McCall's 4922 - Tailored Shirt

7:30 PM

Project Details

McCall's 4922, view C
Pincord cotton (100% cotton); white cotton shirting (100% cotton)
Interfacing (100% bleached cotton muslin); Eight 1/2" buttons

Semi-fitted shirts have princess seaming, collar and collar band, topstitch trim, and french cuffs

I wanted to challenge myself on this project and have something a little more special than what the pattern company was offering. Instead of following the McCall's suggestions instructions, I decided to use David Coffin's - "Shirtmaking: Developing Skills for Fine Sewing" as my guide.

I first had to take care of the fit by making my usual princess seam FBA. I also decided that I wanted my shirt to have a two-piece yoke. I looked at a couple of the tailored shirts in my closet and measured the width of the yoke. I made those measurements on the back pattern piece and cut it off. I added seam allowances to where I would join them back.
(click for larger pic)

Have you ever noticed the seams in your shirt or your husband's/boyfriend's shirt?
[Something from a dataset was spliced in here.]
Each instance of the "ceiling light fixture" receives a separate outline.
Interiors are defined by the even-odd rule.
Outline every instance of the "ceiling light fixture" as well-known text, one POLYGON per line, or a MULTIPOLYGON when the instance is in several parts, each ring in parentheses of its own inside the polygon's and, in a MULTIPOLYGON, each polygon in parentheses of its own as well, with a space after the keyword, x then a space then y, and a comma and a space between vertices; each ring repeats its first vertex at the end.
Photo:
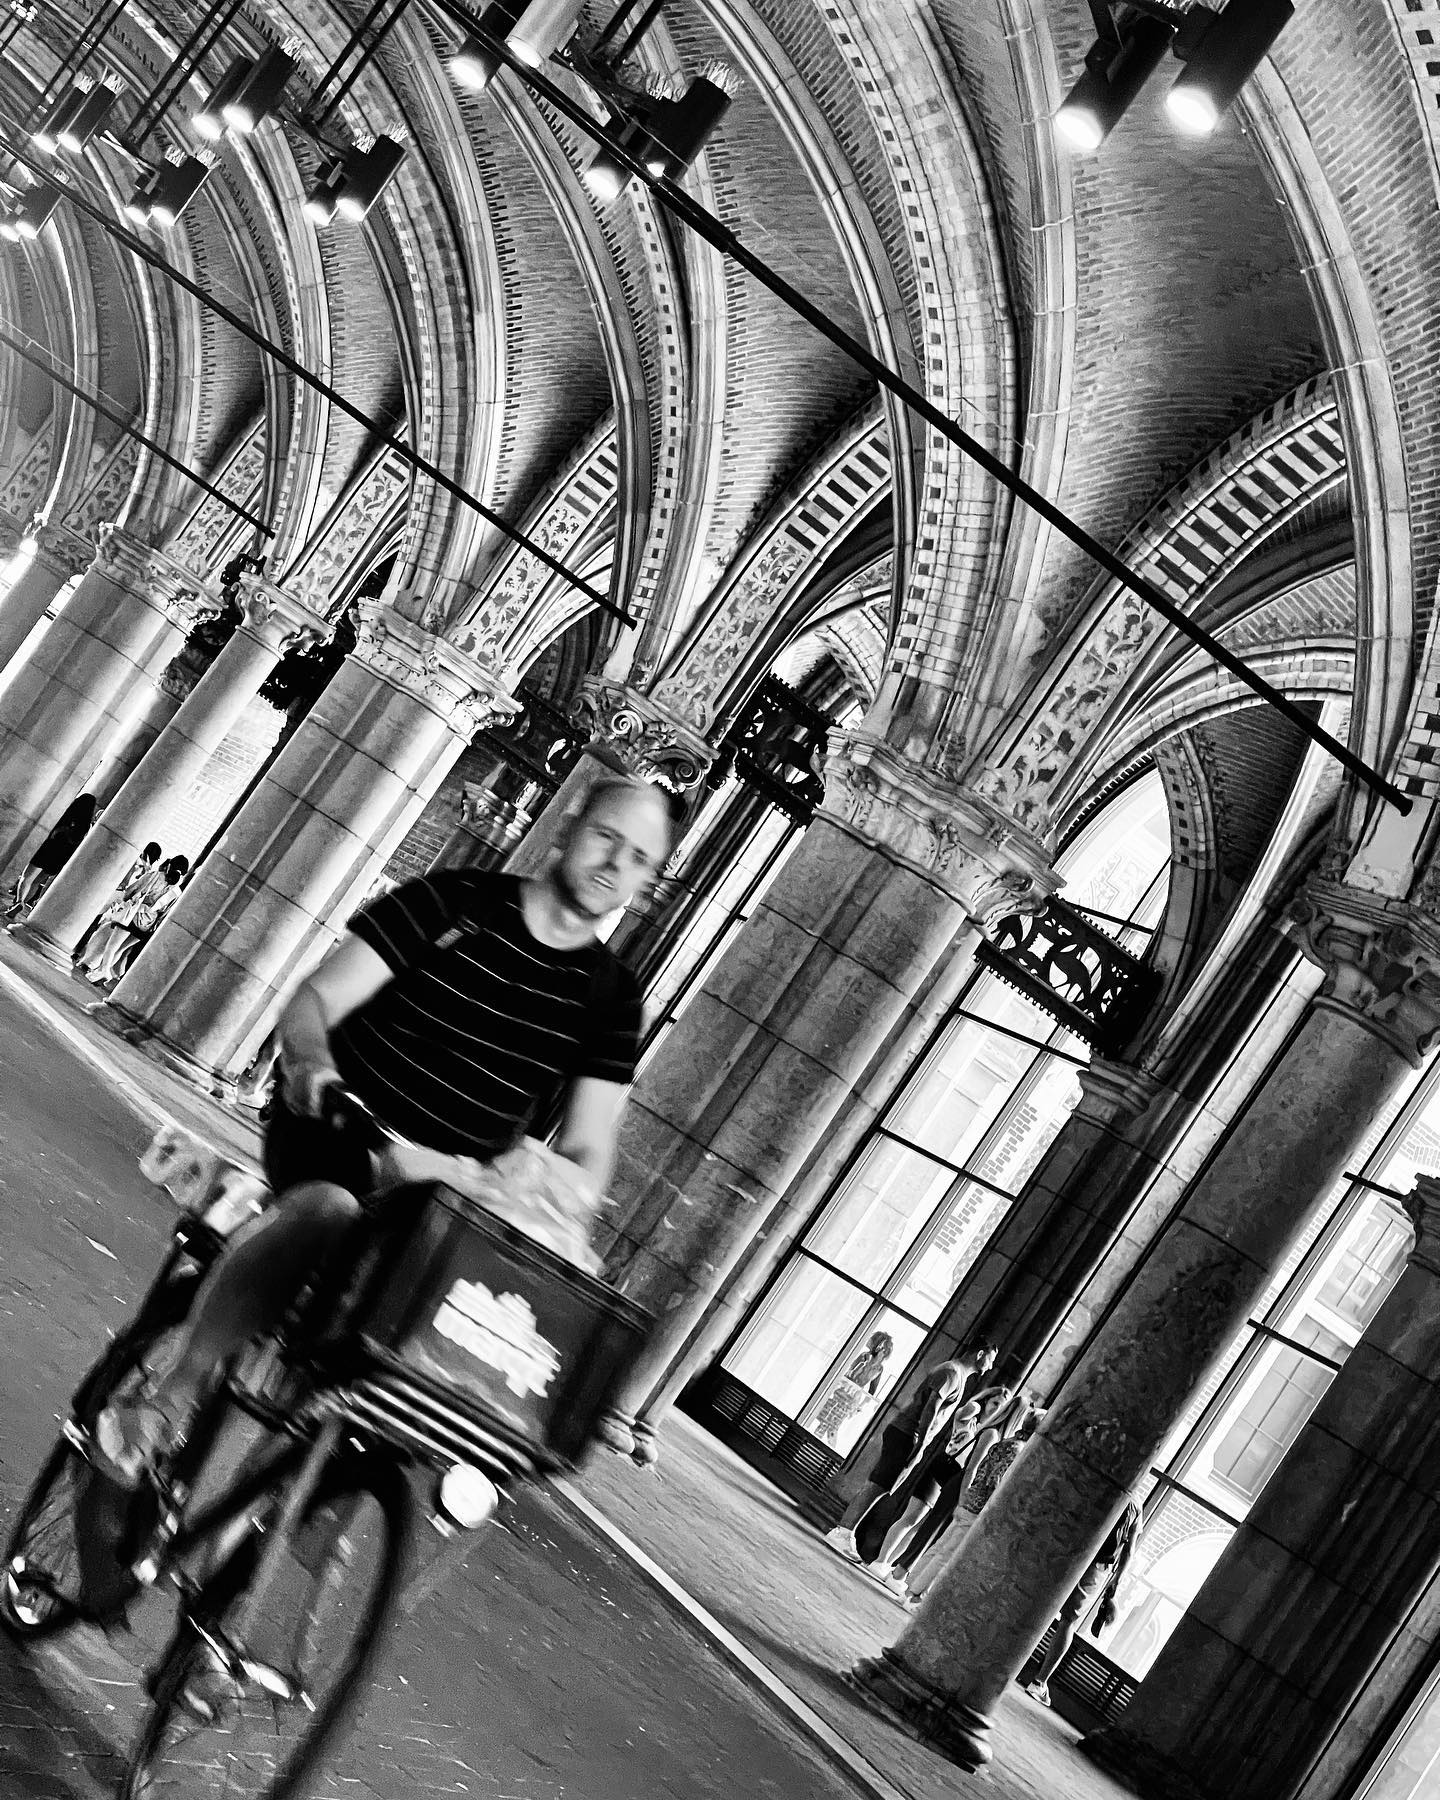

No serged seams... they are flat-felled. You'll also noticed these in denim garments. This is just another way of encasing the seam. This technique is really interesting because you can actually use whichever side that piques your interest. The seams were really easy to do, even on the curved princess seams. They did however become challenging on the sleeves. (I should have photographed this... sorry I didn't) I sewed the flat-fell seam on the sleeves by sewing on the inside and rolling the sleeve out of the way as I sewed down. (I hope that makes sense) Also, it was rather difficult to do this on the armscye, but I made it work! If you click on the pic below, you'll see that I pinned up the shirt so that you can compare the right and wrong side seams. There is basically no difference.
(click for larger pic)

What I loved most about this shirt is the french cuffs! The pattern instructions recommended sew-in interfacing, but I used plain ole bleached muslin cotton (recommended by Coffin). Next time, I'll be brave enough to try out one of Coffin's fancy plackets. BTW, he has templates and pattern pieces in his book.

All of the topstitching is made 1/4" from the edge. I used a narrow hem but I didn't use my rolled hem foot. That thing really works my nerves and it's easier for me to just press the hem in place and sew it.

Of course on a tailored shirt, there is a collar and collar stand. I know that I read reviews where a few people have had a hard time attaching these. The go on pretty easy if you just take your time.
And on the inside of the collar stand, I decided to personalize!

I highly recommend this pattern for a great tailored shirt. And this book is a definite must have for your collection!